Em sua declaração durante a visita a Taiwan, Pelosi cita a indústria de chips taiwanesa e medidas dos EUA para reforçar a posição norte-americana no setor. Durante sua presença na ilha, a congressista também se encontrou com Mark Liu, o presidente da gigante TSMC, que fornece chips para clientes como Apple e Qualcomm, e também o setor militar norte-americano.
"Quando vai para lá [Taiwan], Nancy Pelosi busca demonstrar apoio político a uma região, a uma província, digamos assim, que detém o hardware das infraestruturas de semicondutores que a China necessita muito no momento. Talvez o grande gânglio vital da economia chinesa, hoje, seja as infraestruturas de semicondutores que a China não possui", avalia o pesquisador em entrevista à Sputnik Brasil, que ressalta que a visita da congressista também foi motivada pelo crescente domínio naval chinês na região.
Jabbour ressalta que apesar de dominar tecnologias de ponta como o 5G, a China ainda não tem as infraestruturas necessárias para fabricar e dar escala de produção a chips de cinco nanômetros, por exemplo, uma das tecnologias mais avançadas do setor. A ordem de grandeza se refere ao tamanho do principal elemento dos chips, os transistores.
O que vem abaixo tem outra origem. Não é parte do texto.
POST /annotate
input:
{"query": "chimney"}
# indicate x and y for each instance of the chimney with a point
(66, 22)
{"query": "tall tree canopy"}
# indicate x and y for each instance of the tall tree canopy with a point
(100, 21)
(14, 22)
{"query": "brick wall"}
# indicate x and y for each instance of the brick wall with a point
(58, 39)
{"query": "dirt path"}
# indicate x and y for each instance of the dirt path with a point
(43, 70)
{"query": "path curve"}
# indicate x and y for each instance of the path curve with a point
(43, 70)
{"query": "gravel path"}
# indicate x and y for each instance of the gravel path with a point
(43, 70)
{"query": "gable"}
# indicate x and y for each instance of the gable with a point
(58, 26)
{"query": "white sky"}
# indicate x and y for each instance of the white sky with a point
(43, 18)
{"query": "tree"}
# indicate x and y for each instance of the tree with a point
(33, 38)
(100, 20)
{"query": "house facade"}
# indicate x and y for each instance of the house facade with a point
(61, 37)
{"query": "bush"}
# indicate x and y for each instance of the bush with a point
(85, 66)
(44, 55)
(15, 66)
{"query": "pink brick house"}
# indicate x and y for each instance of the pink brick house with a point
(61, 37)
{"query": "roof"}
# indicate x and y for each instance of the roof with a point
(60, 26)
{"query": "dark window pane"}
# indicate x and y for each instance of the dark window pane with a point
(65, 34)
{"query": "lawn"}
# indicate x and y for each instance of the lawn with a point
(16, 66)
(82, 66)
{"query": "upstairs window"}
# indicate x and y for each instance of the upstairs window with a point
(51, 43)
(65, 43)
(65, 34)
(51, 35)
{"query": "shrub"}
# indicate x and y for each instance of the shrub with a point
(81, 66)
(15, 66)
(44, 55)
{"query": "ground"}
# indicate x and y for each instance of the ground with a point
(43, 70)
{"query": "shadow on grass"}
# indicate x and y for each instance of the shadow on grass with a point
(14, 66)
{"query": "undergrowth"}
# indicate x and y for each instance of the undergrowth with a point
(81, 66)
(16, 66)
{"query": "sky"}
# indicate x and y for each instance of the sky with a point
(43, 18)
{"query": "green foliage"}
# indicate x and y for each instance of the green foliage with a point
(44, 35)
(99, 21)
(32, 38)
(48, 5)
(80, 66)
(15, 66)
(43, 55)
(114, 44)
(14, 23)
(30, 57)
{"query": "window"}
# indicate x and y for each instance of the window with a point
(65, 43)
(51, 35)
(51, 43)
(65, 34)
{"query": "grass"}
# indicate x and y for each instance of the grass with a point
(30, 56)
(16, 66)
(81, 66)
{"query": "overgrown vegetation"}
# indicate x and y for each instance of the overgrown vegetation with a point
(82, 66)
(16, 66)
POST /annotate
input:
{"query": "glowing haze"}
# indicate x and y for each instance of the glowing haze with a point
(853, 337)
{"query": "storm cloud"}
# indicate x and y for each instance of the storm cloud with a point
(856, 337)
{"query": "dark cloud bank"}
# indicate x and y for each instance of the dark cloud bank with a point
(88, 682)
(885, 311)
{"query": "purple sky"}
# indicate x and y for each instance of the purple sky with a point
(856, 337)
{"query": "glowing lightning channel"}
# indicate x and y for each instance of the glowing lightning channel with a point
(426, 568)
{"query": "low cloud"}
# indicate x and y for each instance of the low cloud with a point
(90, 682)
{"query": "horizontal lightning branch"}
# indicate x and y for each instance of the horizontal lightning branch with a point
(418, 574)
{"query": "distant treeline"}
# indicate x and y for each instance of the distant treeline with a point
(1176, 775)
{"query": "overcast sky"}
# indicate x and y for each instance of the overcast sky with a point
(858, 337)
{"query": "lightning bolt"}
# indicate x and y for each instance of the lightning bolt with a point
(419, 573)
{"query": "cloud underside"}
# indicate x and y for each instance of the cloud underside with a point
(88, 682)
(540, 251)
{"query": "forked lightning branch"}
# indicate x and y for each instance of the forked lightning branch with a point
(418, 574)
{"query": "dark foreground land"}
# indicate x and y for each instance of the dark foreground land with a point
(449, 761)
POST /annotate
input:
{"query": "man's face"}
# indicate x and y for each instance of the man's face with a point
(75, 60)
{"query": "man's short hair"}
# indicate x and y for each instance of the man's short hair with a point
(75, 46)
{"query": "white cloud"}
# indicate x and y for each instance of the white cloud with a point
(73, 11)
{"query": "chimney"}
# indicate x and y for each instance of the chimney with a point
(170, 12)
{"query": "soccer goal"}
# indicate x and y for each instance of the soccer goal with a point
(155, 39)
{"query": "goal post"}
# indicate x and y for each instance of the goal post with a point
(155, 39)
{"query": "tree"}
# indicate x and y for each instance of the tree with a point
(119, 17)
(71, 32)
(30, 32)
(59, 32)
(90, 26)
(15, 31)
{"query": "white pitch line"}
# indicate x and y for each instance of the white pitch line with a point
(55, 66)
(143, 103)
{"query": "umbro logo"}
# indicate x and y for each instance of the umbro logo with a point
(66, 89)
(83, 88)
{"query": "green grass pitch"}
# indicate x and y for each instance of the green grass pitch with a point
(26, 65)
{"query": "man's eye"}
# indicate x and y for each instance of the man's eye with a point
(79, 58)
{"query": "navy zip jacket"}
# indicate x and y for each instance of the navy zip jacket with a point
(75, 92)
O tamanho deles é diretamente relacionado à capacidade de processamento desses produtos, amplamente utilizados em equipamentos eletrônicos civis e militares.
O logo da Taiwan Semiconductor Manufacturing (TSMC) em sua sede em Hsinchu, província chinesa de Taiwan, 10 de outubro de 2021
© AP Photo / Chiang Ying-ying
Recentemente, a fabricante chinesa de semicondutores Semiconductor Manufacturing International Corporation (SMIC) surpreendeu o mundo ao demonstrar capacidade de produzir chips de sete nanômetros, amplamente utilizados em produtos eletrônicos. A SMIC, uma das maiores empresas do mercado, é alvo de sanções dos EUA direcionadas a atrasar o avanço tecnológico no setor de semicondutores da China, principalmente em áreas avançadas, notadamente chips de dez nanômetros ou menos.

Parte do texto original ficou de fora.